Может, это со стороны казалось, что он тщится «обнять необъятное», а на деле человек был рожден все испробовать, ибо он-то знал тайну своих ресурсов. В поликлинике, где моя мама – терапевт, помнят, как однажды я уговаривал его перед спектаклем показаться ларингологу. Мы ехали с концерта, и я был встревожен состоянием Володиного голоса. Ольга Сергеевна, чудесный, опытнейший горловик, велела ему открыть рот и… такого ей ни в практике, ни в страшном сне не являлось. Она закричала на него, как на мальчишку, забыв совсем, кто перед нею, она раскраснелась от гнева: «Ты с ума сошел! Какие еще спектакли! Срочно в больницу! Там у тебя не связки, а кровавое месиво! Режим молчания – месяц минимум! Что ты смеешься, дикарь?! Веня, дай мне телефон его мамы – кто на этого дикаря имеет влияние?!» Это было году в шестьдесят девятом. В тот вечер артист Высоцкий сыграл в полную силу «Галилея», назавтра репетировал, потом – концерт, вечером – спектакль и без отдыха, без паузы прожил – как пропел одну песню – еще одиннадцать лет. А врачи без конца изумлялись, не говоря уже о простых смертных… А тайна его резервов – это его личная тайна.
…Я упомянул вскользь про Одессу: Володя запомнил мои вздохи в аэропорту – жалко, в таком городе бывать транзитом, по дороге в Измаил. Не забуду радости от Володиного подарка… Он звонит в Москву, объясняет, что материал нашей съемки – в браке и что я обязан лететь на пересъемку. Получаю телеграмму от директора картины – все официально. С трудом выискиваю два свободных дня, кляну себя за мягкотелость, а кино – за вечные фокусы; лечу, конечно, без настроения… Среди встречающих в Одессе – никаких мосфильмовцев. Стоит и качается с пяток на носки Володя. Глаза – плутовские. Сообщает: никаких съемок, никакого Измаила, два дня гуляем по Одессе. Понятно, меня недолго хватило на возмущение…

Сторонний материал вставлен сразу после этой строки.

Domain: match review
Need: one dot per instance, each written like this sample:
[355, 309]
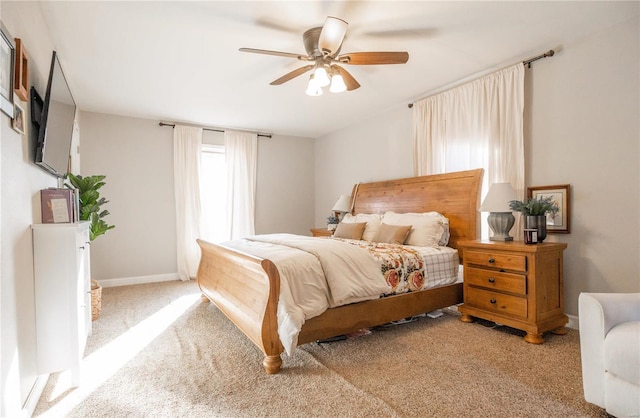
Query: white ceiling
[179, 61]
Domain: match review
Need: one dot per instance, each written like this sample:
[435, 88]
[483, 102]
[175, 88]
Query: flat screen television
[53, 118]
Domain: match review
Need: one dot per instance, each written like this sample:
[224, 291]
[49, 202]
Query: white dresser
[62, 295]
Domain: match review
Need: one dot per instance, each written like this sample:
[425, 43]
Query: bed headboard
[455, 195]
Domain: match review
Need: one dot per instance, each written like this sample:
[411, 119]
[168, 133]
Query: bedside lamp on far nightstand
[342, 206]
[500, 219]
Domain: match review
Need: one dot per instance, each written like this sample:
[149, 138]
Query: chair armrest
[597, 314]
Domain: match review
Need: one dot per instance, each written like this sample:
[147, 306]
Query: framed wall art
[7, 54]
[561, 194]
[21, 72]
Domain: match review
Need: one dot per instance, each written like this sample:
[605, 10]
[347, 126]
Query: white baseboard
[33, 398]
[127, 281]
[573, 322]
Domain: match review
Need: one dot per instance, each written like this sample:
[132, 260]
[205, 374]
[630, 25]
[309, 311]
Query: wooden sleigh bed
[246, 288]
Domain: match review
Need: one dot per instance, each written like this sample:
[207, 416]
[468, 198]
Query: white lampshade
[337, 84]
[321, 77]
[332, 35]
[343, 204]
[498, 198]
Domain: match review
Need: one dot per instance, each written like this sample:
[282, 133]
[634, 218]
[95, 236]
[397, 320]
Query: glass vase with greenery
[91, 202]
[535, 206]
[535, 211]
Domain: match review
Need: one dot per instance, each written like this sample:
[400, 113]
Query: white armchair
[610, 351]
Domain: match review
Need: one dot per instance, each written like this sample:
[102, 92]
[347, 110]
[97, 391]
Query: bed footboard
[246, 289]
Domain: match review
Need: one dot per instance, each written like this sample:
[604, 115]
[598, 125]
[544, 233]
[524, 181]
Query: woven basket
[96, 300]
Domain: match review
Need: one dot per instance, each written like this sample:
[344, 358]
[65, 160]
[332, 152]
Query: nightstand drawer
[496, 302]
[497, 260]
[496, 280]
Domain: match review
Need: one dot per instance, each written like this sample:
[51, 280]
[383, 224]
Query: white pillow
[429, 229]
[373, 220]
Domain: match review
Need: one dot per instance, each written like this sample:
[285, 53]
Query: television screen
[56, 123]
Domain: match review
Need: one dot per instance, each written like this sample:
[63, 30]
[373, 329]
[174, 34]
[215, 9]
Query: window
[213, 193]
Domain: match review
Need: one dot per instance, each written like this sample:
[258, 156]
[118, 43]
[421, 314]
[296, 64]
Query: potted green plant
[91, 210]
[91, 202]
[535, 211]
[332, 222]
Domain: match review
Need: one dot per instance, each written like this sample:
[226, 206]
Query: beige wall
[581, 128]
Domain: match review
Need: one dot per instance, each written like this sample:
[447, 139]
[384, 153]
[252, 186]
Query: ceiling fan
[323, 46]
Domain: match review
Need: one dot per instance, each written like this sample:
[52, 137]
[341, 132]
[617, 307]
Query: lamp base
[501, 239]
[501, 223]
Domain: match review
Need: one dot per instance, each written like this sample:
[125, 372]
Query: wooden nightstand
[321, 232]
[515, 284]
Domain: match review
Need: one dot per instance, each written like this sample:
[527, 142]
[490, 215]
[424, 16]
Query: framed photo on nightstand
[7, 54]
[560, 222]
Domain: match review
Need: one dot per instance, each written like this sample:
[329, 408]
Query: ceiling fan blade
[349, 81]
[292, 74]
[332, 35]
[374, 58]
[277, 53]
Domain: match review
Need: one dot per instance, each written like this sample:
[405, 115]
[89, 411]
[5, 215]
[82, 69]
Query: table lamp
[342, 206]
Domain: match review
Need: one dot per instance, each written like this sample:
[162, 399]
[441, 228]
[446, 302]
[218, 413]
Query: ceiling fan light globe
[321, 77]
[313, 89]
[337, 84]
[332, 35]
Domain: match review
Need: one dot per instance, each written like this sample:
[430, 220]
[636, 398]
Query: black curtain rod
[528, 62]
[209, 129]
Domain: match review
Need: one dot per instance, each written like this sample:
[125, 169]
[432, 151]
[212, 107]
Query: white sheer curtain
[186, 171]
[241, 150]
[476, 125]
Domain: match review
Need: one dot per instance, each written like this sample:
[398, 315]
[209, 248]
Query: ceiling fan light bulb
[321, 77]
[332, 35]
[313, 89]
[337, 84]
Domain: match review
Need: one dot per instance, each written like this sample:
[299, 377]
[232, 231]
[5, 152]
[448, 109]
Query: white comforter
[312, 277]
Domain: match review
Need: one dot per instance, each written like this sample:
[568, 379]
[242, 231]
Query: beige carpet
[157, 351]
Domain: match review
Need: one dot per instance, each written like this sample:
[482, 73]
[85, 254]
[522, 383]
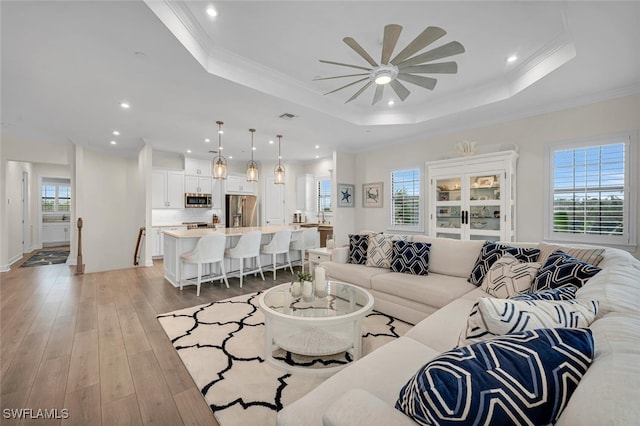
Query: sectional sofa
[439, 304]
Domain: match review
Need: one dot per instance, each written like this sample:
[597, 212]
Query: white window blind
[324, 195]
[405, 199]
[590, 192]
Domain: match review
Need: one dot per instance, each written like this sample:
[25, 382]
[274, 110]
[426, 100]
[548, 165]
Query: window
[405, 200]
[589, 191]
[56, 196]
[324, 195]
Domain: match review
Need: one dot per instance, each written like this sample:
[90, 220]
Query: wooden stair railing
[136, 255]
[79, 265]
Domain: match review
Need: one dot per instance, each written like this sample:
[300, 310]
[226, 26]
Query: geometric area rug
[46, 257]
[222, 346]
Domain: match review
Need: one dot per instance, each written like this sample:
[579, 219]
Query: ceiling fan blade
[391, 35]
[345, 86]
[425, 38]
[400, 90]
[449, 49]
[377, 97]
[359, 50]
[359, 92]
[439, 68]
[426, 82]
[340, 76]
[344, 65]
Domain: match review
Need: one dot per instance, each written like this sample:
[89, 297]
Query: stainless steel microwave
[197, 200]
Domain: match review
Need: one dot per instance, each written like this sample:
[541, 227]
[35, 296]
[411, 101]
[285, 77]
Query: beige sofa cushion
[359, 275]
[434, 289]
[451, 257]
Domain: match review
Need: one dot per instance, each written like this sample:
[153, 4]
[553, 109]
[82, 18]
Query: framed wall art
[346, 197]
[372, 194]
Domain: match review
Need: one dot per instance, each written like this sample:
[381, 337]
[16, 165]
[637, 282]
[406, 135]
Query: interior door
[273, 202]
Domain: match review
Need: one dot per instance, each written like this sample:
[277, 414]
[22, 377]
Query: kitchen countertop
[201, 232]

Володя показывал город, который всю жизнь любил, и мне казалось, что он его сам выдумал… и про сетку проспектов, и про пляжи, и про платаны, и про Пушкина на бульваре, и про Ришелье, и яркие, жаркие подробности морских боев обороны и вообще жизни Одесского порта. Мы ночевали в «Куряже», общежитии киностудии, на Пролетарском бульваре. Я за два дня, кажется, узнал и полюбил тысяч двадцать друзей Высоцкого. Актеры, режиссеры, писатели, моряки, одесситы и москвичи… Сижу зрителем на его концерте в проектном институте. Сижу на прощальном ужине, где Володя – тамада и внимательный хозяин. Да и весь двухдневный подарок – без единой натуги, без ощущения необычности, только помню острые взгляды в мою сторону, быстрая разведка: ты в восторге? Все в порядке?

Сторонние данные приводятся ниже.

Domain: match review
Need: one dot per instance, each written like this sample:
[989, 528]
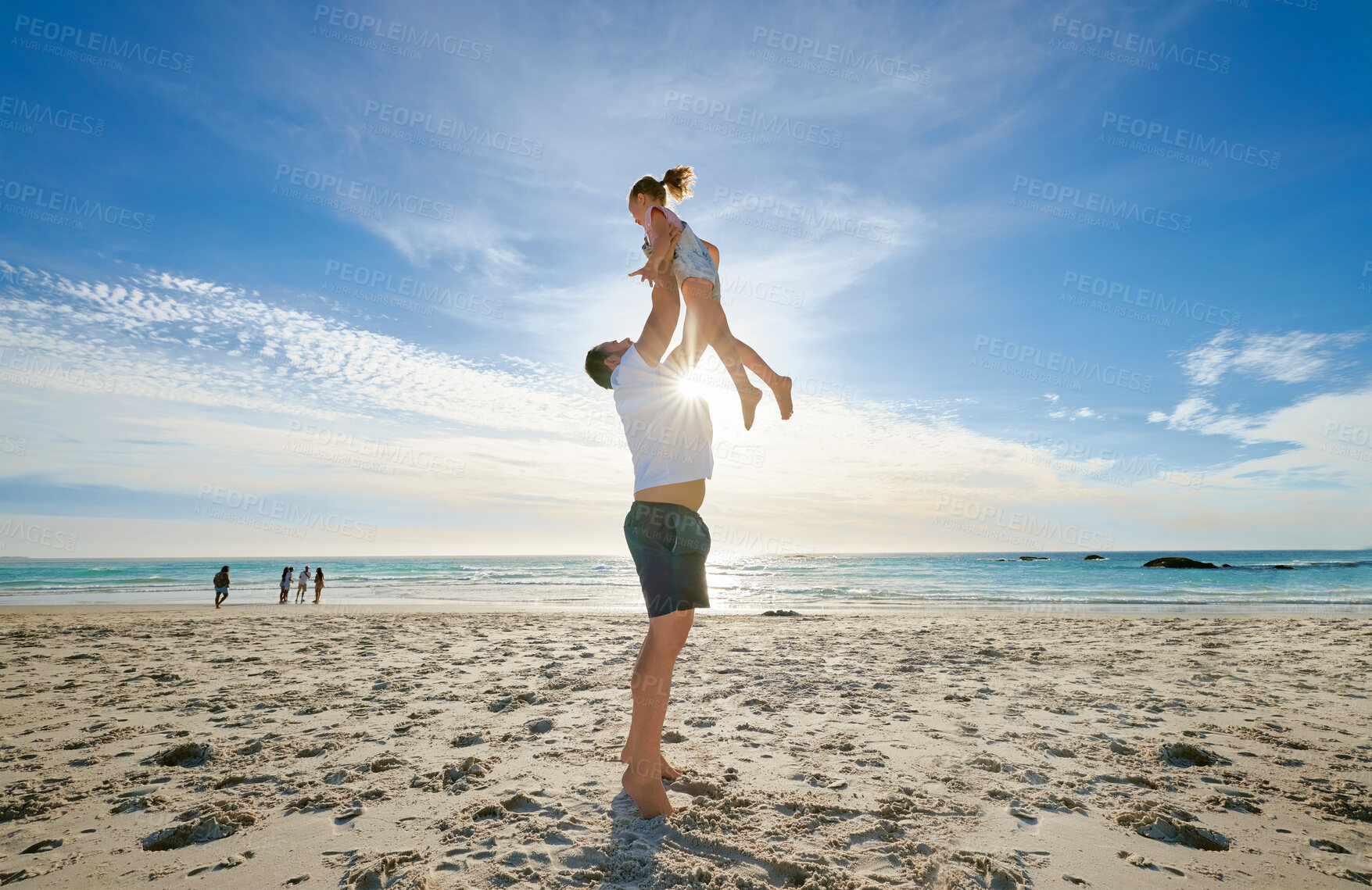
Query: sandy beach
[267, 746]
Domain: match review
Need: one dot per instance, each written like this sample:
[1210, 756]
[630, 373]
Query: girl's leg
[779, 386]
[714, 328]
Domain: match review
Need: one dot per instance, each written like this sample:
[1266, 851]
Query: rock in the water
[1177, 563]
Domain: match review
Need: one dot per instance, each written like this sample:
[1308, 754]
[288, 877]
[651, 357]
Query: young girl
[696, 266]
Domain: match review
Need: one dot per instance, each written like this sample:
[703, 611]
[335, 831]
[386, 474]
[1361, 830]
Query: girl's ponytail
[678, 181]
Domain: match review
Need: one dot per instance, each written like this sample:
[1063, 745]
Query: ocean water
[1317, 579]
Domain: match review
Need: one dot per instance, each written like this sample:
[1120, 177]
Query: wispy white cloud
[1295, 357]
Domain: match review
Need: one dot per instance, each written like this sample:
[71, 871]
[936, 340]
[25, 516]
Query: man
[670, 436]
[221, 586]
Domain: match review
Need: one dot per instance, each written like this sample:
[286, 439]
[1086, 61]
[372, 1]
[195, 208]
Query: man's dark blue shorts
[670, 545]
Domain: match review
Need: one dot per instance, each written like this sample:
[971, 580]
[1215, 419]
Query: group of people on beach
[288, 576]
[221, 584]
[670, 436]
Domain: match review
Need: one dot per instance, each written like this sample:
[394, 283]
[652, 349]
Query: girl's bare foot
[750, 397]
[783, 392]
[648, 793]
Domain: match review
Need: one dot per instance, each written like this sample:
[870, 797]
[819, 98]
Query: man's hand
[661, 263]
[649, 273]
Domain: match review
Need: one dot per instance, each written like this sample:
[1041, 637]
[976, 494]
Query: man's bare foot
[783, 392]
[670, 772]
[750, 397]
[648, 793]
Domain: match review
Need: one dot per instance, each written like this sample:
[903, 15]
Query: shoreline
[481, 749]
[399, 608]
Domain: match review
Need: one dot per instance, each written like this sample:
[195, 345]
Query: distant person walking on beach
[670, 436]
[221, 586]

…До сих пор мечтаю кому-нибудь устроить такой же праздник по примеру «эффекта Высоцкого»…
Только одна неприятная деталь: посещение в Одессе некоего дома. Утро. Володя еле согласился на уговоры инженеров: мол, только позавтракаете, отведаете мамалыги, и все. Избави бог, какие песни, какие магнитофоны! Только мамалыга, кофе и очень старая, оригинальная квартира. И мы вошли в огромную залу старинного барского дома. На столе дымилась обещанная каша, по углам сидели незнакомцы, стояли гитары и магнитофоны «на взводе». Мы ели в полной тишине, прерываемой зубовным скрежетом Володи. Я дважды порывался увести его, не дать ход скандалу, уберечь его от нервов… Он твердо покачал головой: остаюсь. А незнакомцы нетерпеливо и холодно ждали. Их не интересовал человек Высоцкий: это состоялся первый в моей жизни сеанс делячества ледяных рвачей-коллекционеров. Володя глядел широким взором – иногда он так долго застывал глазами – то ли сквозь стену куда-то, то ли внутрь себя глядел. И, не меняя странного выражения, протянул руку, туда вошла гитара, он склонился к ней, чтобы сговориться с ее струнами. Спел несколько песен, встал и вышел, не прощаясь. На улице нас догнал приглашатель, без смущения извинился за то, что «так вышло». Володя уходил от него, не оборачиваясь на извинения. И я молчал, и он не комментировал. Володя поторопился к своим, раствориться в спокойном мужском товариществе, где он – человек и все – люди. А когда захочется – сам возьмет гитару и споет. По своему хотению. Что же было там, в холодном зале чужого дома? И почему он не ушел от несвободы, ведь так просто было уйти?